CANBERRA - The Australian Government will plead for the lives of its nine citizens facing death by firing squad in Bali for their alleged roles in a bid to smuggle heroin strapped to the bodies of four "mules".
Prime Minister John Howard's confirmation that Canberra would automatically appeal for any death sentence to be commuted came as signs emerged that the Australian Federal Police may be restricted in passing on any further information that could lead to execution.
The latest developments followed Indonesia's decision to charge all nine alleged smugglers under article 82 of its drug laws, which provides for the death sentence to be imposed for trafficking in narcotics.
They also came as Indonesia claimed the group's alleged ringleader and enforcer, Myuran Sukumaran, 24, was preparing another batch of heroin for shipment to Australia when he was arrested.
And in Australia, Foreign Minister Alexander Downer has confirmed that Sukumaran had been a temporary employee at the Foreign Affairs Department's Sydney passport office, and that his mother and brother continue to work there.
Indonesian police say Sukumaran and alleged accomplices Renae Lawrence, 27, and Matthew Norman, 18, held multiple passports, and that members of the group had previously met and travelled to Bali.
Downer said yesterday that he could not confirm that false passports had been used, but an internal investigation was under way.
He said that while Sukumaran had worked in the passports section he had not been involved in the authorisation of passports and, although it was possible he could have searched for information, there was no evidence he had done so.
And Downer said he had no evidence that Sukumaran's mother had done anything untoward in her work in the passport office.

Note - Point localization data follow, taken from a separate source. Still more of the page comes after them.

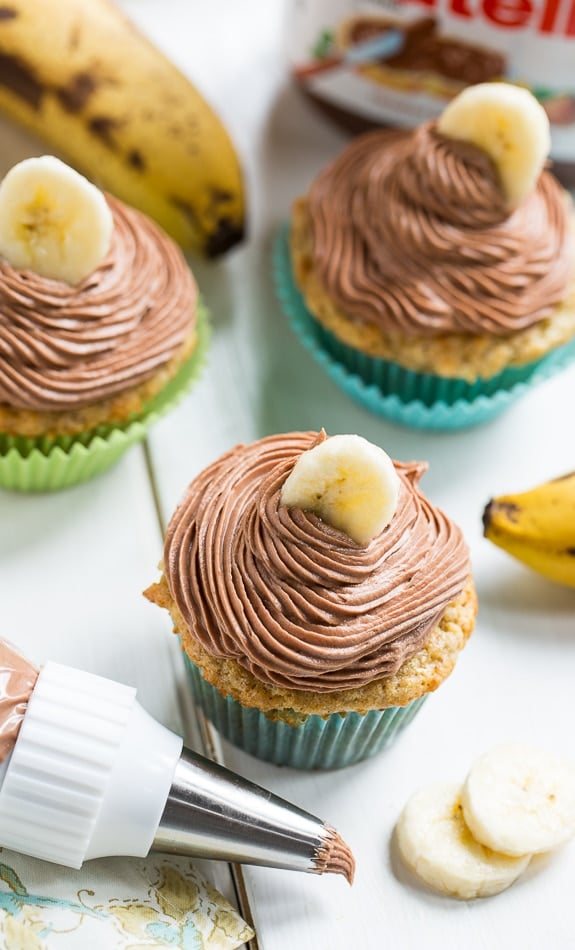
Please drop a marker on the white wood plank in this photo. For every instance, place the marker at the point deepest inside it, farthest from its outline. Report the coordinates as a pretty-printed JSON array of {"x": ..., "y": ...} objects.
[{"x": 515, "y": 678}]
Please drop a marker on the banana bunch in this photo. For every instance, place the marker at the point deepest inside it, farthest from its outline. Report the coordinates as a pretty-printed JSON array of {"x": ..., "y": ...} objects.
[
  {"x": 476, "y": 839},
  {"x": 537, "y": 527},
  {"x": 78, "y": 74}
]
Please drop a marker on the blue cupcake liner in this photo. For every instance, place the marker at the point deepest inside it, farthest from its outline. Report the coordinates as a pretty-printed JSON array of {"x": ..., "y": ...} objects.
[
  {"x": 50, "y": 464},
  {"x": 421, "y": 400},
  {"x": 318, "y": 743}
]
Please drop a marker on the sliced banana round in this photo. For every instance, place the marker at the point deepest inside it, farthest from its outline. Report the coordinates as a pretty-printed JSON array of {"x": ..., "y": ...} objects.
[
  {"x": 53, "y": 221},
  {"x": 348, "y": 482},
  {"x": 508, "y": 123},
  {"x": 437, "y": 845},
  {"x": 518, "y": 799}
]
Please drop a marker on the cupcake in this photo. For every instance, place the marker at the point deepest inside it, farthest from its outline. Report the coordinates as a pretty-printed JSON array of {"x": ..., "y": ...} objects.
[
  {"x": 318, "y": 595},
  {"x": 432, "y": 271},
  {"x": 100, "y": 327}
]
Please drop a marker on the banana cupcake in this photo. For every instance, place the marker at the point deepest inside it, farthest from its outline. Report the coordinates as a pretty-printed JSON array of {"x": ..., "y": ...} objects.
[
  {"x": 432, "y": 271},
  {"x": 100, "y": 327},
  {"x": 318, "y": 595}
]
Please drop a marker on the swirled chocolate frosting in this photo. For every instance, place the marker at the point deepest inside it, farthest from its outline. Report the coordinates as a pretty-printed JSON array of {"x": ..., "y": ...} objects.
[
  {"x": 411, "y": 233},
  {"x": 64, "y": 346},
  {"x": 292, "y": 599}
]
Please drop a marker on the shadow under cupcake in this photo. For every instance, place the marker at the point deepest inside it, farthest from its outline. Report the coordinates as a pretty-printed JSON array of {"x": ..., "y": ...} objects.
[{"x": 314, "y": 621}]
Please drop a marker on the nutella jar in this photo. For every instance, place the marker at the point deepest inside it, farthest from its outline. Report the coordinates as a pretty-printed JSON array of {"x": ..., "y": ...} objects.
[{"x": 397, "y": 63}]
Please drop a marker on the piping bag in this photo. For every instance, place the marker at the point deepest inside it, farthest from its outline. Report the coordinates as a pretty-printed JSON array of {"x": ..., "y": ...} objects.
[{"x": 86, "y": 772}]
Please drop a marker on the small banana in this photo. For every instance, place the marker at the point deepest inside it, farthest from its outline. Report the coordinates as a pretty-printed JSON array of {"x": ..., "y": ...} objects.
[
  {"x": 508, "y": 123},
  {"x": 435, "y": 842},
  {"x": 53, "y": 220},
  {"x": 518, "y": 799},
  {"x": 537, "y": 527},
  {"x": 79, "y": 75},
  {"x": 348, "y": 482}
]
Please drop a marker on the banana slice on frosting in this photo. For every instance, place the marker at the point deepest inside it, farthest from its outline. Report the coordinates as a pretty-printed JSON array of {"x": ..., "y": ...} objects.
[
  {"x": 436, "y": 843},
  {"x": 519, "y": 799},
  {"x": 348, "y": 482},
  {"x": 508, "y": 123},
  {"x": 53, "y": 221}
]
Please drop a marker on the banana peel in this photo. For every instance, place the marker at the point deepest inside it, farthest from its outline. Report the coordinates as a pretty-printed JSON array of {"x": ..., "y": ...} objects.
[
  {"x": 80, "y": 76},
  {"x": 537, "y": 527}
]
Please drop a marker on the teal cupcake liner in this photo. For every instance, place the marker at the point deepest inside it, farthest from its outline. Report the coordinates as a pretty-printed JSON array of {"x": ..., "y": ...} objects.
[
  {"x": 44, "y": 464},
  {"x": 421, "y": 400},
  {"x": 318, "y": 743}
]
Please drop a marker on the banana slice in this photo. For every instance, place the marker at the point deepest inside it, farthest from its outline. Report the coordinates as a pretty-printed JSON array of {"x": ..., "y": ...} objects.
[
  {"x": 435, "y": 842},
  {"x": 517, "y": 799},
  {"x": 348, "y": 482},
  {"x": 509, "y": 124},
  {"x": 53, "y": 221}
]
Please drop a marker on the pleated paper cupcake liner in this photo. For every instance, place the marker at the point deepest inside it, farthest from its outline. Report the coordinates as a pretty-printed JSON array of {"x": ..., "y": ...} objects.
[
  {"x": 421, "y": 400},
  {"x": 44, "y": 464},
  {"x": 317, "y": 743}
]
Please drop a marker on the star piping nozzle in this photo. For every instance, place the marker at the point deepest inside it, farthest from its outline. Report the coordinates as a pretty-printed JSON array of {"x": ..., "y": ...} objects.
[{"x": 92, "y": 775}]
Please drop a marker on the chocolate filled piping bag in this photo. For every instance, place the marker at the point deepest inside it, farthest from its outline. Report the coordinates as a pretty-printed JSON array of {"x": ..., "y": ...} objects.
[{"x": 87, "y": 773}]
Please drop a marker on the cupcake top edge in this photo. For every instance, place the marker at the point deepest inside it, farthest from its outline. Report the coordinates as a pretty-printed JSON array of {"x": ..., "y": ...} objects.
[
  {"x": 453, "y": 227},
  {"x": 294, "y": 599},
  {"x": 67, "y": 343}
]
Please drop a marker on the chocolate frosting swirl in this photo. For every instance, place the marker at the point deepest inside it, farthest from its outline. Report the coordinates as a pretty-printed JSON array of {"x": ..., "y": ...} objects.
[
  {"x": 292, "y": 599},
  {"x": 411, "y": 233},
  {"x": 65, "y": 346}
]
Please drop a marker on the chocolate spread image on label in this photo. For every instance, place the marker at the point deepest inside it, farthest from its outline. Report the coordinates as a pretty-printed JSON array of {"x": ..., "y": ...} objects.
[
  {"x": 17, "y": 680},
  {"x": 341, "y": 53}
]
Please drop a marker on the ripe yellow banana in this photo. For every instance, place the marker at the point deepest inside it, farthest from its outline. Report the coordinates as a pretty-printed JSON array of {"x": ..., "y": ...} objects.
[
  {"x": 78, "y": 74},
  {"x": 537, "y": 527}
]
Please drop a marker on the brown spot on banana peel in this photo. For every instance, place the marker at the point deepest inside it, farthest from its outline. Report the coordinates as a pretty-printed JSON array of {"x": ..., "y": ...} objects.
[
  {"x": 136, "y": 160},
  {"x": 493, "y": 508},
  {"x": 16, "y": 76},
  {"x": 75, "y": 94},
  {"x": 226, "y": 231}
]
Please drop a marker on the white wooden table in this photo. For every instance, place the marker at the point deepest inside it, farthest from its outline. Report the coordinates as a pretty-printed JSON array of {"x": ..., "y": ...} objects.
[{"x": 73, "y": 564}]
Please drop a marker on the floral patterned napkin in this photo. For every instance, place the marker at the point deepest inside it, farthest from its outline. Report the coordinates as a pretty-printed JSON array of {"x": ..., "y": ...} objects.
[{"x": 119, "y": 903}]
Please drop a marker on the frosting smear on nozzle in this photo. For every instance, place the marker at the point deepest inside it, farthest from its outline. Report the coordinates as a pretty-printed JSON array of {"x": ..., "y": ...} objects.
[
  {"x": 334, "y": 856},
  {"x": 88, "y": 773},
  {"x": 17, "y": 680}
]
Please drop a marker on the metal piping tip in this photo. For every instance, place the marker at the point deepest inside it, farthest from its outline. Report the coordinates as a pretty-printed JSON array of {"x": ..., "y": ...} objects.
[{"x": 213, "y": 813}]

Police in Indonesia and Australia believe the failed smuggling bid was part of a larger, more sophisticated operation and are trying to trace its major figures.
Australian Federal Police Commissioner Mick Keelty told Channel Nine a lot of factual material was available to investigators about the group's previous movements.
"Things ... that will unfold in the future are: how often this particular group might have travelled to Bali, not only the number of times but the occasions they've done it, [and] how often the groups they met with have been travelling to Bali from the other countries," he said.
Yesterday the Sydney Morning Herald reported that Bali police believe Sukumaran was preparing to export another shipment of heroin when police broke in and arrested him, Norman and alleged accomplices Si Yen Chen, 20, and Tach Duc Thanh Nguyen, 27.
The Herald quoted drug squad chief Lieutenant-Colonel Bambang Sugiarto as saying that 300g of heroin found in their room was to have been part of a second shipment to Australia.
Federal police had previously passed intelligence to Bali that allowed police there to place the group under surveillance to ensure they could be charged under article 82 with exporting narcotics.
But there are now doubts about what more information can be passed on because of the decision to charge the group under a law that invokes the death penalty.
Laws laying down the rules under which evidence to be used in criminal cases can be passed to another country through mutual assistance agreements limit the extent of co-operation when the death penalty is involved.
Howard yesterday confirmed Canberra's opposition to the death penalty.
"We have a longstanding policy that if an Australian is sentenced to death overseas we do everything we can to win a reprieve."